The analysis confirms that ethylene is a strategically important but technically demanding CO₂RR product. Compared with C₁ products such as CO and formate, which involve simpler two-electron pathways, ethylene formation requires C–C coupling and twelve-electron transfer per molecule. This makes ethylene production more sensitive to energy efficiency and selectivity losses. The recent review by Ahmed et al. [3] highlights that CO₂RR is generally limited by high overpotential, low selectivity and competing HER, while the optimization of catalyst active sites, reaction intermediates and structure–activity relationships remains essential for practical application. These insights support the central assumption of this work: catalyst performance must be evaluated together with system-level economics.

Due to the limitations of the H-type reactor used for catalyst testing, when comparing the target catalyst in this paper with some previously reported catalysts, we selected catalysts tested under identical reactor conditions for comparison.

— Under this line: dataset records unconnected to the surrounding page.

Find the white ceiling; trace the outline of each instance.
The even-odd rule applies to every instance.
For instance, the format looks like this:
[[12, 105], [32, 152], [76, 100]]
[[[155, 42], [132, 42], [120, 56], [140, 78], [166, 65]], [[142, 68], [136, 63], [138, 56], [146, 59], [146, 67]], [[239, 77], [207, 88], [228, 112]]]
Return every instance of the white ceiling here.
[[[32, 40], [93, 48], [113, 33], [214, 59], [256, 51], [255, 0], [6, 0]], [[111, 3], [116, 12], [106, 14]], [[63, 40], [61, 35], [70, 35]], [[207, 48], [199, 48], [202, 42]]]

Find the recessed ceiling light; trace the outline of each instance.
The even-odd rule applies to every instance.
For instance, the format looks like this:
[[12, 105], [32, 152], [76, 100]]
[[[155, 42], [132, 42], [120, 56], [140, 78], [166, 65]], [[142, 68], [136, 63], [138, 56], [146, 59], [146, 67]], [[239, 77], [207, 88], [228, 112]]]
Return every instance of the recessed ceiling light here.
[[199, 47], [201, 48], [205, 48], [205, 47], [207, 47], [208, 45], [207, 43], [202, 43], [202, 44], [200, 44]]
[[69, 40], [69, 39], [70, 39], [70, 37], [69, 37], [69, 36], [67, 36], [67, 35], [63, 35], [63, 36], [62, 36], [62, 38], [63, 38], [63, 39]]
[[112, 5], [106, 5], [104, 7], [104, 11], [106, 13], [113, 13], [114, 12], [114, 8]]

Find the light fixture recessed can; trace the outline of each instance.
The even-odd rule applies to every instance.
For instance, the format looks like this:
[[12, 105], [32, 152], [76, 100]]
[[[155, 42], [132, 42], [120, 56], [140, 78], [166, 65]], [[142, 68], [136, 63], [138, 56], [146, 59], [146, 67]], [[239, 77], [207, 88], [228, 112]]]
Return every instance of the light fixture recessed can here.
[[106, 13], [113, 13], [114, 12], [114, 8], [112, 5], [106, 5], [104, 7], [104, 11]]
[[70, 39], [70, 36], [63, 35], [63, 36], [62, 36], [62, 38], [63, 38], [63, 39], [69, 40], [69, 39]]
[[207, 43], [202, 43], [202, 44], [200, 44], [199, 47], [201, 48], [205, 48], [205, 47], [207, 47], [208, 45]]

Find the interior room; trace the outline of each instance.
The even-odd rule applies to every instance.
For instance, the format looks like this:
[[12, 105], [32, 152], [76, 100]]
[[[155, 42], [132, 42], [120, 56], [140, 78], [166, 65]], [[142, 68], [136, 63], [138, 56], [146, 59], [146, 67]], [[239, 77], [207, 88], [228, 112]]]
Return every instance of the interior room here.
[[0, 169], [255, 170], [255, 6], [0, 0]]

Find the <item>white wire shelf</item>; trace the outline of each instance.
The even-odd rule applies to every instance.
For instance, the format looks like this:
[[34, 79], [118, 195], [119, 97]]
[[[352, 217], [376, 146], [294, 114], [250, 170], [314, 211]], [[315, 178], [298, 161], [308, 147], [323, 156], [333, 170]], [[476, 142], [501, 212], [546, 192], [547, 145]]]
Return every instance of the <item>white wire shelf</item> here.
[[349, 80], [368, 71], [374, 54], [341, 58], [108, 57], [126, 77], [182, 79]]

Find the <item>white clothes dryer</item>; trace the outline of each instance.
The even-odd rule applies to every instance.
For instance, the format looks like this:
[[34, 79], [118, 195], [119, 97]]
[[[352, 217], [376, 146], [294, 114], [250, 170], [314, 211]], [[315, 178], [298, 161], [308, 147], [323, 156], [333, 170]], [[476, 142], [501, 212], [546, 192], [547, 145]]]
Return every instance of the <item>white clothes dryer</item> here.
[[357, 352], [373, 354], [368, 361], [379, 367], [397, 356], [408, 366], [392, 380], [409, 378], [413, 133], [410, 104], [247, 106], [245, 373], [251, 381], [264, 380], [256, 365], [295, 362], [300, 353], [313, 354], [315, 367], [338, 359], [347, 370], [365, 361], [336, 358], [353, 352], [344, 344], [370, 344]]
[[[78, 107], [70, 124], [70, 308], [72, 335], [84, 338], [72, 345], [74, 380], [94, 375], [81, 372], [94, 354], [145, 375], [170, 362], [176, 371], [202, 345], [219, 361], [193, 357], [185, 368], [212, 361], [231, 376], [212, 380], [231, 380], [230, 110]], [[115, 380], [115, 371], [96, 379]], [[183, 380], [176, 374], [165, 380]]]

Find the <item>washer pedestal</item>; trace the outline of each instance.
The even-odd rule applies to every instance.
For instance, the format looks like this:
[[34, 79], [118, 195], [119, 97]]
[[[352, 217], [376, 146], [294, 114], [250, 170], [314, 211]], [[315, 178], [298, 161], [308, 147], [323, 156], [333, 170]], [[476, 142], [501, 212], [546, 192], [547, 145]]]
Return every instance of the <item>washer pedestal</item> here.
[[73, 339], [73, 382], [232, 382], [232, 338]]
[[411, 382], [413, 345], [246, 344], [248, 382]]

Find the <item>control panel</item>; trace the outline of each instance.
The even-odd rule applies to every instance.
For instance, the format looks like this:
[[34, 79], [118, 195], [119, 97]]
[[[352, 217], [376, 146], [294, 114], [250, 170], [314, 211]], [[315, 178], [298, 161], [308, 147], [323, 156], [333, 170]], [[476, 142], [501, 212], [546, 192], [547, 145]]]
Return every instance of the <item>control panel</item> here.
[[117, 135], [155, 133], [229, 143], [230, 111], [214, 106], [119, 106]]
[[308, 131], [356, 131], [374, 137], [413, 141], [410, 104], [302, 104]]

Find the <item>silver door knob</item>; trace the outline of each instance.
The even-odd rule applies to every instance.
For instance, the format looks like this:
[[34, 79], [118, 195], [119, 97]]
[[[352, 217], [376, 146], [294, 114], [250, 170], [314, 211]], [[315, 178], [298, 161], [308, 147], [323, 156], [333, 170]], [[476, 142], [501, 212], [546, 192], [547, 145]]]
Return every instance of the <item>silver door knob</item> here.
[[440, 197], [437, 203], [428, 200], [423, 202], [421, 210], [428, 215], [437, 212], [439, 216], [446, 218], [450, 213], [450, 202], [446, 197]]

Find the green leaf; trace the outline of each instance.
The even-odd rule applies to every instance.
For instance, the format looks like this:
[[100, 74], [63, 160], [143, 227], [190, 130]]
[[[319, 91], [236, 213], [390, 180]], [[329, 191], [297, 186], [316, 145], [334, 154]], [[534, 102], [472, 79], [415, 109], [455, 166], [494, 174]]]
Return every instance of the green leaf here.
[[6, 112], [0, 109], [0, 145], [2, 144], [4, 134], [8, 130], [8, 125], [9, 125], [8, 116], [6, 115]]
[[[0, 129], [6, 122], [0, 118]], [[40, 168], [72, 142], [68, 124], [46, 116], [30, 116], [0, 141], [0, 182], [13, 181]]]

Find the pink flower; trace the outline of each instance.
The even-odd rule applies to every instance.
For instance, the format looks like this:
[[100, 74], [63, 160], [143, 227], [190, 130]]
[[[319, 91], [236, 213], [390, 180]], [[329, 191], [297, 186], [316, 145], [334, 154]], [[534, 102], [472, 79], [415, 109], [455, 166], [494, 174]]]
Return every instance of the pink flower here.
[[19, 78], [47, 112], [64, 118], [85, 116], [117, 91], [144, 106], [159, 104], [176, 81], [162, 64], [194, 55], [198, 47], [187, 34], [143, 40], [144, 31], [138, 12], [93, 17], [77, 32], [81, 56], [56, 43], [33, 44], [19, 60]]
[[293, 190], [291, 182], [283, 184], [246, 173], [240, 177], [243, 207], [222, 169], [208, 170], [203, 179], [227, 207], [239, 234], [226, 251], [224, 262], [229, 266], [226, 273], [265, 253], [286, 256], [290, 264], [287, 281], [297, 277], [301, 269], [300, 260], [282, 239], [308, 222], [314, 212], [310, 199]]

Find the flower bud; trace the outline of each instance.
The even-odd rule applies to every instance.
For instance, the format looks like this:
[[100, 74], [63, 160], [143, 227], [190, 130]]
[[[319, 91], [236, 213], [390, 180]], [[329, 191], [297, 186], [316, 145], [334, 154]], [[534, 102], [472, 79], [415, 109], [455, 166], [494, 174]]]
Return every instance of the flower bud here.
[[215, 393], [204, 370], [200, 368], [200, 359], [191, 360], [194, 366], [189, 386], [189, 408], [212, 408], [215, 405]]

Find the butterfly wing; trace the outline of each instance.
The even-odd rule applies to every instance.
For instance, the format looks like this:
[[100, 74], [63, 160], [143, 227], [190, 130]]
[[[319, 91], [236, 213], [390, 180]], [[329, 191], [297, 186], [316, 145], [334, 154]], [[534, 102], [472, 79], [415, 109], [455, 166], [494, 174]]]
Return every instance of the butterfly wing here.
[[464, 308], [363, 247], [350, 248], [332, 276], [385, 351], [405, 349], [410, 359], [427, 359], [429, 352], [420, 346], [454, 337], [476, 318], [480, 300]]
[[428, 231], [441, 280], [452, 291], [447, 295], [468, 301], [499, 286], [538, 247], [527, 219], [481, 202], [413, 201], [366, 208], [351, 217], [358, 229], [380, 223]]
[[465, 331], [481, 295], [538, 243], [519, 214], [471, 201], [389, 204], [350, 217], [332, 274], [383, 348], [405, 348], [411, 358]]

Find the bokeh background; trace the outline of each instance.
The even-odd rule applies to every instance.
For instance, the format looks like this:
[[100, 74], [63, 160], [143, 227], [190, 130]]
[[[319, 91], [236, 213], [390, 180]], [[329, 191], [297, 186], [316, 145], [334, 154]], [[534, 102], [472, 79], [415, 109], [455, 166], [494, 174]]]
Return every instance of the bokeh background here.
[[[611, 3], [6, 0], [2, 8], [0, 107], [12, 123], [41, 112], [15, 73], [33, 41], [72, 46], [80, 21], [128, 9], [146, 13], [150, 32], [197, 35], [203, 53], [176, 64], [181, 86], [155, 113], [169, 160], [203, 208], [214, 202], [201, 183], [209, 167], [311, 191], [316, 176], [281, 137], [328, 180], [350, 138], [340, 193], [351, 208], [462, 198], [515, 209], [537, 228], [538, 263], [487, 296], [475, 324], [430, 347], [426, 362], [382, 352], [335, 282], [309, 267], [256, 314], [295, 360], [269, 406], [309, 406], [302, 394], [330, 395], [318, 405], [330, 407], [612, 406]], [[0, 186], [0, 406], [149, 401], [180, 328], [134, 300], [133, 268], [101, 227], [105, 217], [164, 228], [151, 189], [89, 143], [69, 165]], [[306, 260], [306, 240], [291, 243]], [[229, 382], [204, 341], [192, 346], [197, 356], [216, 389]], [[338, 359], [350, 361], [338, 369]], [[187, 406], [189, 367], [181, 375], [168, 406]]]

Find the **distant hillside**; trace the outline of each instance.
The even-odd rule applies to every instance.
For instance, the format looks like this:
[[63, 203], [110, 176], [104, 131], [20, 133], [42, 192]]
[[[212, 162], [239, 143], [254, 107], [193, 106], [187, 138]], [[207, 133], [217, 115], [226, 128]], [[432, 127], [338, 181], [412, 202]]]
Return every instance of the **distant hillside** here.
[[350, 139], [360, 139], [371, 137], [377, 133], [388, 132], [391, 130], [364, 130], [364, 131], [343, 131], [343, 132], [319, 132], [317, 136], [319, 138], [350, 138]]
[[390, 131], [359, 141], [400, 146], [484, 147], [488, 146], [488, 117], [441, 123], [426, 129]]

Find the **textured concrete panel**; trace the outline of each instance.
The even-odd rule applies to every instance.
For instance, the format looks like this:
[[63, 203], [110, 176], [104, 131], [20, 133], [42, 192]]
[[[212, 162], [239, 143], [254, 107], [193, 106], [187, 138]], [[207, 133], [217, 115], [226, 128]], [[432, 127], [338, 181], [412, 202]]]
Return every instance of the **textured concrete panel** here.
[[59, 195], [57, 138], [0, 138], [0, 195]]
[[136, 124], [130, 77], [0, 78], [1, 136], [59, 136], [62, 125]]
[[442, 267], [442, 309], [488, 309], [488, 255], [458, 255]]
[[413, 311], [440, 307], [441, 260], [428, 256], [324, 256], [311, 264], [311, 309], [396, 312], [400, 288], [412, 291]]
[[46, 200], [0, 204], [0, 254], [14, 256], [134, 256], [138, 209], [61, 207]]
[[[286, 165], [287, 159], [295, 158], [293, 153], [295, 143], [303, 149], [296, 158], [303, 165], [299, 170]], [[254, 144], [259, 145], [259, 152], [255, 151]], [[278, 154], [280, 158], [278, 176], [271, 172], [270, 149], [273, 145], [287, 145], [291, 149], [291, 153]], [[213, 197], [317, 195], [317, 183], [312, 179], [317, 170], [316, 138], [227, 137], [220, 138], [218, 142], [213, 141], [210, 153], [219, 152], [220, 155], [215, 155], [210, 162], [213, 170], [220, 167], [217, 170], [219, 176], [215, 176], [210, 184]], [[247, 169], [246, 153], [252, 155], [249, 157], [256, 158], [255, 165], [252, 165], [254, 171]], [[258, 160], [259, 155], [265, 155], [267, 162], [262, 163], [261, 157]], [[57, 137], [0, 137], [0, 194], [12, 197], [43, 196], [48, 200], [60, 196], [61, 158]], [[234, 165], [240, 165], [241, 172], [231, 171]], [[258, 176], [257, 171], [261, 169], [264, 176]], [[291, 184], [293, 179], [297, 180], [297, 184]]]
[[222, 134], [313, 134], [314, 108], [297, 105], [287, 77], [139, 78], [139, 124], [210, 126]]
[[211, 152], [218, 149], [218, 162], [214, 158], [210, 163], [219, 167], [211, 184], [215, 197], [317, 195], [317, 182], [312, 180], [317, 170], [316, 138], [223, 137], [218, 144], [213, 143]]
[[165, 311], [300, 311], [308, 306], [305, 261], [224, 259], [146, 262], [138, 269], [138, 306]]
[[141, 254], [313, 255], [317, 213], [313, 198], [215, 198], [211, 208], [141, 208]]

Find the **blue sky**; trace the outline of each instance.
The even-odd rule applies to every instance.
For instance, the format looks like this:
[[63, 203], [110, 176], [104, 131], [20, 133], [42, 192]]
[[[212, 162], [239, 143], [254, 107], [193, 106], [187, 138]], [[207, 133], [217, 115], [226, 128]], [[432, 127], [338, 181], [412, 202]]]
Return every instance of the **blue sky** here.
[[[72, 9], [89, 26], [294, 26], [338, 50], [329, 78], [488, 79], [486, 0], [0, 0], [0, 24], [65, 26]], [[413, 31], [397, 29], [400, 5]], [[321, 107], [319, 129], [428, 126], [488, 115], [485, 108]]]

Furthermore, since H-type reactors, as screening devices for catalysts, exist only at the laboratory scale, their current densities differ from those in industrial production. Therefore, based on reported current density discrepancies for the same catalyst across different reactors in the literature [8,9], this chapter assumes the CO₂RR reactor to be a membrane electrode assembly (MEA) reactor [27,37]. To assess technical and economic feasibility, the current density of the catalyst prepared in this study and some reported catalysts under the same reactor conditions is scaled up by a factor of 10.

A comprehensive techno-economic analysis of electrocatalytic CO₂ reduction to ethylene was conducted to evaluate the economic viability and identify key cost drivers. The following conclusions can be drawn:

(1)

The Cu₁₀-Sn bimetallic catalyst developed in this work demonstrates superior techno-economic performance compared to some of the previously reported copper-based catalysts, with the lowest production cost (592.61 thousand USD/day) and relatively low energy consumption (49.79 thousand GJ/day or 13.83 million kW·h) among evaluated catalysts. This is attributed to its high Faradaic efficiency (48.74%) and current density.

(2)

Electricity cost is the dominant factor in CO₂RR-to-C₂H₄ production, accounting for 39.8% of total costs in the present scenario. This highlights the critical importance of accessing low-cost renewable electricity and improving energy efficiency.

(3)

Sensitivity analysis identifies Faradaic efficiency, cell voltage, electricity price, and current density as the key parameters affecting production costs. Improving these parameters through catalyst optimization and electrolyzer design is essential for achieving commercial viability.

(4)

While current technology is not economically viable for ethylene production, the future outlook scenario suggests that with continued improvements in catalyst performance and reduced electricity costs, the process could become profitable. In future projections, producing C₂H₄ via CO₂RR could yield a profit of approximately 20,000 USD per day, and in the future, the daily profits are expected to reach 91,990 USD with the demand for ethylene increasing [36].